Es ist ein Eingriff mit Symbolkraft – und mit Sprengstoff: Washingtons bedeutendste Kulturinstitution, das frisch umbenannte Trump-Kennedy-Center, soll für zwei Jahre schließen. Was als Renovierung verkauft wird, ist für Kritiker weit mehr – ein weiterer Schritt in einem ideologischen Kulturkampf.
Das Kennedy Center, die größte Kultureinrichtung der US-Hauptstadt Washington, D.C., wird für umfassende Renovierungsarbeiten geschlossen. Das Kuratorium habe sich einstimmig für den Schritt ausgesprochen, teilte die Institution mit.

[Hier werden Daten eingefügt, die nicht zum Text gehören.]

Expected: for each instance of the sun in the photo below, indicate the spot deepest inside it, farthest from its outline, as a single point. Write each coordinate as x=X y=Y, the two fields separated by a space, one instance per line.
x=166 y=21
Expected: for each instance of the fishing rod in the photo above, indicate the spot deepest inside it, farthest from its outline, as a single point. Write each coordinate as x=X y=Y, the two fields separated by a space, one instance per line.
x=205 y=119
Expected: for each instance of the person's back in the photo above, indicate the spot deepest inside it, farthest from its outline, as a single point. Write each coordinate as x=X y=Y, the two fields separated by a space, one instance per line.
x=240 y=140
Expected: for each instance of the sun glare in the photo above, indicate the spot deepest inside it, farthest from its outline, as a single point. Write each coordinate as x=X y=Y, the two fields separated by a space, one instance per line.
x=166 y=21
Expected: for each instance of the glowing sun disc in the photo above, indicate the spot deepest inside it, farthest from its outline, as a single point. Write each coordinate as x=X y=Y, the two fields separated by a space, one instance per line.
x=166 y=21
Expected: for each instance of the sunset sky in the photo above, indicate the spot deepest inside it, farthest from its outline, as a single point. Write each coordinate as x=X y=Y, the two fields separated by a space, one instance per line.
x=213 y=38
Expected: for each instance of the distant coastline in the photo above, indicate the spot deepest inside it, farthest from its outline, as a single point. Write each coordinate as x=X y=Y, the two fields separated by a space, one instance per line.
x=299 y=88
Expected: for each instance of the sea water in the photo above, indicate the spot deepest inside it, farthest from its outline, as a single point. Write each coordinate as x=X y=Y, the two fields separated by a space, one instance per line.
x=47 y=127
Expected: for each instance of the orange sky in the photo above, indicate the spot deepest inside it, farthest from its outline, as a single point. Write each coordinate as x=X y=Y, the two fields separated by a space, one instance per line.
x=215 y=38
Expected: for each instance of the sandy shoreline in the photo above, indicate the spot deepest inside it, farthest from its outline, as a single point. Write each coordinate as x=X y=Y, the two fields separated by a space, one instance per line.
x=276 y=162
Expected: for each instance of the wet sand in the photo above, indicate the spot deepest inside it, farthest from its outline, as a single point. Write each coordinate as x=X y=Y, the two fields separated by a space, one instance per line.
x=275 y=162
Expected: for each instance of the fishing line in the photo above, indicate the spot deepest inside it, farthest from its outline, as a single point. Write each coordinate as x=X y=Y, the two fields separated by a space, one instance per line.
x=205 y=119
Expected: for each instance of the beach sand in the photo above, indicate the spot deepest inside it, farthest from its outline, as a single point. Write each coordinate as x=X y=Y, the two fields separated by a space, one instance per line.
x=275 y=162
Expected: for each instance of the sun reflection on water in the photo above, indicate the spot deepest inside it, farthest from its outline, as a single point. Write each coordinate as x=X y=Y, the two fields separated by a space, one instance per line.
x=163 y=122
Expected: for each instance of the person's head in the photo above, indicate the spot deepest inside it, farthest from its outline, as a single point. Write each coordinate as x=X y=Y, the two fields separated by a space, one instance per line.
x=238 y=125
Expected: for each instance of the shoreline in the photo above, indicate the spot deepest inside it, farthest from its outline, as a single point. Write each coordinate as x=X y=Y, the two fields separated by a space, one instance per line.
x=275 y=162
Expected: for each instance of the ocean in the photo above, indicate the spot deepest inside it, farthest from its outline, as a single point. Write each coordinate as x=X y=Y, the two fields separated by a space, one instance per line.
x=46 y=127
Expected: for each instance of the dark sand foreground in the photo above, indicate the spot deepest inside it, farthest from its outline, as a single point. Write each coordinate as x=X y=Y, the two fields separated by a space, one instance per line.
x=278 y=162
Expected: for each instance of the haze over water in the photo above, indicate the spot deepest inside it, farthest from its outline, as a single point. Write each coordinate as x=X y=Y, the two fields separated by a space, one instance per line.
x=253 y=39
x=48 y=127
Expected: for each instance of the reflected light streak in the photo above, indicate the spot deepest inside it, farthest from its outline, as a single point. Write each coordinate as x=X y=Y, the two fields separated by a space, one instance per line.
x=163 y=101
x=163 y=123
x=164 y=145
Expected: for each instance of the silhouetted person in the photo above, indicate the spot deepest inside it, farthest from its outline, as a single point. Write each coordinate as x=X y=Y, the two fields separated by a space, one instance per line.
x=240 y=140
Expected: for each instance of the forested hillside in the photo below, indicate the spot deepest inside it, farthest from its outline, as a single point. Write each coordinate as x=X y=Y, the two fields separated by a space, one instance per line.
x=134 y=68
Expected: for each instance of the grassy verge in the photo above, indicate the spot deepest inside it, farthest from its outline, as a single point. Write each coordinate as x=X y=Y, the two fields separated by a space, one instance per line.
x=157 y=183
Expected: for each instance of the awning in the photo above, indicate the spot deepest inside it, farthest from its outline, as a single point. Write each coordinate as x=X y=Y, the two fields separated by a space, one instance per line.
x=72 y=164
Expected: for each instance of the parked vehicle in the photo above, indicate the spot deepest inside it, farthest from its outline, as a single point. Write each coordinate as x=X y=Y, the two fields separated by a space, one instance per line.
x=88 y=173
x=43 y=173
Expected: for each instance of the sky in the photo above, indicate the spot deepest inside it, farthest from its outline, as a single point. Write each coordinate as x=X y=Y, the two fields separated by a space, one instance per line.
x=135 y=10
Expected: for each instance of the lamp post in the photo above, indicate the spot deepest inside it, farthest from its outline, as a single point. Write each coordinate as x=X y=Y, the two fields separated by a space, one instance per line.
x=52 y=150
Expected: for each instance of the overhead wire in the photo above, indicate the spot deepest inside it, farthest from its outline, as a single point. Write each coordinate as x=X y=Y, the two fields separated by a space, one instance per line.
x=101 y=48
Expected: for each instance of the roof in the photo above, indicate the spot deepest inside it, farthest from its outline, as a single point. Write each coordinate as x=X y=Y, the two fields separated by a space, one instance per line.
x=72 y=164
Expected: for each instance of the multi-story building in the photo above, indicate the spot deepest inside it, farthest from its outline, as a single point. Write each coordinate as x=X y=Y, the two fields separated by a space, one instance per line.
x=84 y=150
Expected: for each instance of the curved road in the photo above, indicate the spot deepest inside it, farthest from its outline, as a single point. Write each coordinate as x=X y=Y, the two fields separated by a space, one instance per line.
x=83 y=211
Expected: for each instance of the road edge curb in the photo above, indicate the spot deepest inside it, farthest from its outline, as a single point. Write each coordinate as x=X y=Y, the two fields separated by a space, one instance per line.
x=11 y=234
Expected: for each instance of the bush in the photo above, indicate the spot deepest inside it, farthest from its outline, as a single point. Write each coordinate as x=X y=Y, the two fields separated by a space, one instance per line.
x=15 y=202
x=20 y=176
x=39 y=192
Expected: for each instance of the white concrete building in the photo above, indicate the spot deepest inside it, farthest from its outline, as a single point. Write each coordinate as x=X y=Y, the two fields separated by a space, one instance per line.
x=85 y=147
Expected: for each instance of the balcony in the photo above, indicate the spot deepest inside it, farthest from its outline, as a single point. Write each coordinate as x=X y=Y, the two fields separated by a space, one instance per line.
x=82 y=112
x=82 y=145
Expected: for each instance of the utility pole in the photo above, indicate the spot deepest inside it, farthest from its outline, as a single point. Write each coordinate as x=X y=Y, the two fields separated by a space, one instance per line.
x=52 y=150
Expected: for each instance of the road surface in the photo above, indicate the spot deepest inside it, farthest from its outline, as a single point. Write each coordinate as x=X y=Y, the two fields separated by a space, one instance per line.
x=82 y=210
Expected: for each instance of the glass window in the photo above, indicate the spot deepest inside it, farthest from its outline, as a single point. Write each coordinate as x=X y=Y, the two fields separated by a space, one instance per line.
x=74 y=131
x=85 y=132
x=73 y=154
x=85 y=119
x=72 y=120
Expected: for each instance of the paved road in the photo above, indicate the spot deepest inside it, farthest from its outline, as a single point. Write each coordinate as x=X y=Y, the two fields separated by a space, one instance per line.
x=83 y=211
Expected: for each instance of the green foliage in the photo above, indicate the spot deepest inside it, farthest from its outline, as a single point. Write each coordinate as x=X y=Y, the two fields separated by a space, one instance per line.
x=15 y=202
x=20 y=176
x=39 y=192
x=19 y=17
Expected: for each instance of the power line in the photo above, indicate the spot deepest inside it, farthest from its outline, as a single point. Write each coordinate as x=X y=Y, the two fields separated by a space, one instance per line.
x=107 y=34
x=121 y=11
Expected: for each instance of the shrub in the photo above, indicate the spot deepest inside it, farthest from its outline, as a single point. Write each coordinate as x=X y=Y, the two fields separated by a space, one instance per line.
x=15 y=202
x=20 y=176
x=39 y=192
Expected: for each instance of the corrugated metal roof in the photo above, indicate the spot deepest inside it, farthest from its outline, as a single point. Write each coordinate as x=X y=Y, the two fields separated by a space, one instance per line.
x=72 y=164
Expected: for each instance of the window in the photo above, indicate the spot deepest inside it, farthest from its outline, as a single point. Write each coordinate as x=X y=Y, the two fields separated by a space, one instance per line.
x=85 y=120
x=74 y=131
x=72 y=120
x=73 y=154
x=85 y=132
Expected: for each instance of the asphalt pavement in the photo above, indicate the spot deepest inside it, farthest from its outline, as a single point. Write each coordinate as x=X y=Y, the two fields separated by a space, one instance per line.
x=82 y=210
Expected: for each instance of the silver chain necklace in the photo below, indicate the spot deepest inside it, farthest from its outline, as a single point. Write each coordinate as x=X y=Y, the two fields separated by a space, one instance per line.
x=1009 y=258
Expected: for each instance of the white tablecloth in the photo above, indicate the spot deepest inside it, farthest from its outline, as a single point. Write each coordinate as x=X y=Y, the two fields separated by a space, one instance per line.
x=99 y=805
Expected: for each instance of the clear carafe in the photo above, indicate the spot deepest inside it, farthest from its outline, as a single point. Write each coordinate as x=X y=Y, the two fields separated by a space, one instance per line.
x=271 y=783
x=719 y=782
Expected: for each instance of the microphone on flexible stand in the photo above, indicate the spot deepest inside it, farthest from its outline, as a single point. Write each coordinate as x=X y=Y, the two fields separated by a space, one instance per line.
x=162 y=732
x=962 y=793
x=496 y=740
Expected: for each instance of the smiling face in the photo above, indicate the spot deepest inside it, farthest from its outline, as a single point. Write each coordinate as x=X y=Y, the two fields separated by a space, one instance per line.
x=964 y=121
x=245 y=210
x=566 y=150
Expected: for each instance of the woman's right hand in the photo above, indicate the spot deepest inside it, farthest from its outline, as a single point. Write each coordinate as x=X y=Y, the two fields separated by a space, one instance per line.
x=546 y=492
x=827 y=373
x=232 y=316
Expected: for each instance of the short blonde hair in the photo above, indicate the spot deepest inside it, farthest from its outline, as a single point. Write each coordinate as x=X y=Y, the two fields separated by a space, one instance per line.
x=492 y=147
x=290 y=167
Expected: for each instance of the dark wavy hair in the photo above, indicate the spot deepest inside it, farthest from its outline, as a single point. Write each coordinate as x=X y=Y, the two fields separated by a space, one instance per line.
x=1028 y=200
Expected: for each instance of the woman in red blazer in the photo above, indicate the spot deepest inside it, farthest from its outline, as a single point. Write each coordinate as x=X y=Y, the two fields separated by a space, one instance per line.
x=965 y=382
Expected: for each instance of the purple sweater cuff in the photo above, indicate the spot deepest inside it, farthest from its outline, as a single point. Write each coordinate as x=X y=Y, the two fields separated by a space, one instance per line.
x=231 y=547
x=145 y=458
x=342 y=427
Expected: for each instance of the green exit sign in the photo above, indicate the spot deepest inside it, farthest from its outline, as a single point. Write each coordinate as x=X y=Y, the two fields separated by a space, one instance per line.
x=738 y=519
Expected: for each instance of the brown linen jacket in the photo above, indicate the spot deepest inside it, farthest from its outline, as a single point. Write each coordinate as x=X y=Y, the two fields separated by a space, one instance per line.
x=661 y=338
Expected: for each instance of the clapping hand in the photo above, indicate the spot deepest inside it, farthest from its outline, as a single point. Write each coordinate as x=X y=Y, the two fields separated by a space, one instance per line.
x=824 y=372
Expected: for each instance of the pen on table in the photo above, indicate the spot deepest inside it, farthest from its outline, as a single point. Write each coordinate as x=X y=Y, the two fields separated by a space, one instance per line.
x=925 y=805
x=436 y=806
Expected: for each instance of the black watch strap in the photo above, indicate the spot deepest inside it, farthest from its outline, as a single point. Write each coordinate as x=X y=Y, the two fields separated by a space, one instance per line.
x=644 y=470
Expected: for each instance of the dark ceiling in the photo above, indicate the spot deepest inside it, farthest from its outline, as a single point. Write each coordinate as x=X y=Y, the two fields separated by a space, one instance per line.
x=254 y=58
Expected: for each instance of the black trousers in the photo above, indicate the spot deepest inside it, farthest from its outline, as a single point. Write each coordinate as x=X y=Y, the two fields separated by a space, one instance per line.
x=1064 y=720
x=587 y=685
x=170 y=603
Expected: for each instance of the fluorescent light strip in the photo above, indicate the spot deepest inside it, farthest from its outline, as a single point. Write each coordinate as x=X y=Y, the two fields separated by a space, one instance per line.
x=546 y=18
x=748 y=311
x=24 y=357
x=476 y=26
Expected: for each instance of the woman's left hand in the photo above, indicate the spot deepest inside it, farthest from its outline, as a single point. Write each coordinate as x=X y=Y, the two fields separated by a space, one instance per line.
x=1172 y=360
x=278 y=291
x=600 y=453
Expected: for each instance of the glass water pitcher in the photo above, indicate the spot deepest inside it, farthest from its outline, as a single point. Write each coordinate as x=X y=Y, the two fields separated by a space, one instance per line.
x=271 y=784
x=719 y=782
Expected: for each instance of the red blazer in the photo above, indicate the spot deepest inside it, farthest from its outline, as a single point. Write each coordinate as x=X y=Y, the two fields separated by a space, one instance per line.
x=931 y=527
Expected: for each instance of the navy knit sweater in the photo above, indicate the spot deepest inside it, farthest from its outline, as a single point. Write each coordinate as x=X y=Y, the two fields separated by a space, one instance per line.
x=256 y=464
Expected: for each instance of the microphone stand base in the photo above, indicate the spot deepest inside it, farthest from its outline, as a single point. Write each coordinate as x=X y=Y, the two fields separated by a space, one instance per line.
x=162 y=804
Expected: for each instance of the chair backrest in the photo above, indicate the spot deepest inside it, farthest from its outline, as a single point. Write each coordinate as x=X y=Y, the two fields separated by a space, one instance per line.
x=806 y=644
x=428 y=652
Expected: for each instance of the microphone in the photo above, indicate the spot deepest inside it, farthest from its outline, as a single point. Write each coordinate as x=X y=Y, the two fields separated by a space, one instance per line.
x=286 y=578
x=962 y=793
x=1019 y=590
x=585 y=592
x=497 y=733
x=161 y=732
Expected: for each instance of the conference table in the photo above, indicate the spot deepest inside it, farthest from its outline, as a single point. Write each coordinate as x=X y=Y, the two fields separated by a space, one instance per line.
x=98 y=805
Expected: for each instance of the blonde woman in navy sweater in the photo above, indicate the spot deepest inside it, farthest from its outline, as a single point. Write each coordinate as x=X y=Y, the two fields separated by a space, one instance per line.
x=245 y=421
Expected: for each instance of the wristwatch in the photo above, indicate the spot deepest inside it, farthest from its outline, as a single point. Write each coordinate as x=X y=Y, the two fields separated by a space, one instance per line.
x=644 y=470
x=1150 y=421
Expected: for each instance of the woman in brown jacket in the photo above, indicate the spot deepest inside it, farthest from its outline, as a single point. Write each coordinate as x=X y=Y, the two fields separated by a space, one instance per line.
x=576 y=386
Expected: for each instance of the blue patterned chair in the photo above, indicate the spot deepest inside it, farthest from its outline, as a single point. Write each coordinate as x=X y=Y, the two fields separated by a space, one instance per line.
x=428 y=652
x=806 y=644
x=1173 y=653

Die Arbeiten sollen nach dem US-Nationalfeiertag am Independence Day beginnen. Der US-Kongress hat dafür auf Bestreben von Präsident Donald Trump 257 Millionen US-Dollar (rund 223 Millionen Euro) freigegeben.
Trump greift durch
Trump hatte das Kulturzentrum kurz nach seinem Amtsantritt vor gut einem Jahr unter seine Kontrolle gebracht. Mehrere Mitglieder des Kuratoriums wurden entlassen, Trump übernahm selbst den Vorsitz und setzte seinen Vertrauten Richard Grenell ein, um die Institution neu auszurichten.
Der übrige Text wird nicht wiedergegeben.